UK & World News
US Offers Iraq 'Intense And Sustained' Support
US support for Iraq's security forces battling a militant insurgency will be "intense and sustained", John Kerry has said.
Speaking after meeting Nouri al Maliki in Baghdad, the US Secretary of State said Iraq's embattled PM had reaffirmed his commitment to forming a new government by July 1.
"This is a critical moment for Iraq's future, Mr Kerry said at a news conference in Baghdad. "It is a moment of decision for Iraq's leaders and it's a moment of great urgency."
The pair met for 90 minutes, with Iraq's Shia leader again urging America to target Sunni militant positions in Iraq and Syria with airstrikes, according to officials.
Mr Kerry reportedly responded by saying the US needed to take care to avoid civilian casualties before any attacks are launched - to avoid creating an impression that America is targeting Sunnis.
Mr Kerry also urged the Iraqi PM to hand more government power to political opponents in a bid to quell the ISIS insurgency sweeping across the country.
The meeting was expected to be tense after Washington officials floated the idea that the divisive Mr al Maliki might resign as a first step towards peace.
But Mr Kerry appeared encouraged by the talks, saying "that was good" as he walked to his motorcade.
Ahead of Mr Kerry's visit, Barack Obama warned that the Islamic State in Iraq and Syria (ISIS), which is carrying out a lightning offensive in Iraq, could grow in power, destabilise the region and pose a threat to the US.
Mr Obama said: "Right now the problem with ISIS is the fact that they're destabilising the country.
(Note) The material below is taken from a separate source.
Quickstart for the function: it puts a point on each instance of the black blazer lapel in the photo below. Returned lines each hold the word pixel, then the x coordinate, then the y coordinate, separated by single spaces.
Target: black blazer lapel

That could spill over into some of our allies like Jordan."
The American president spoke hours after the Islamist militants made dramatic gains by capturing four towns in western Iraq on Sunday.
Haditha, Anah, Rawa and Rotba - along with a number of villages - were taken as the swept east from the Syrian border, where it captured a border crossing on Saturday, in its latest offensive.
The group was also reported to have seized two more border crossings - the Turaibil crossing with Jordan and the al Walid crossing with Syria.
Speaking from Baghdad, Sky's Foreign Affairs Editor Sam Kiley said the militants' rapid grab of power "is very significant as it appears the Iraqi army has folded up without a fight.
He said: "These are major strategic prizes, not necessarily big towns but all of them on the main route to Syria and on the Euphrates river."
Kiley said the big prize appears to be Haditha, which contains an important power-generating plant for Baghdad.
Dozens of Iraqi tanks, armoured vehicles and special forces troops were being sent to Haditha in an attempt to regain control and protect a dam across the Euphrates, according to Sky sources.
ISIS had already taken control of the cities of Fallujah and Ramadi in predominantly Sunni Anbar province before it seized Iraq's second city Mosul, and Baiji, home to the country's largest oil refinery, in an aggressive offensive in the north.
The crisis is already having an impact worldwide, hitting airlines and travel companies as oil prices rise sharply.
Young Iraqis have been flocking to recruitment centres at the weekend to join the counter-offensive against ISIS. According to official records, some two million young men have volunteered in the past seven days.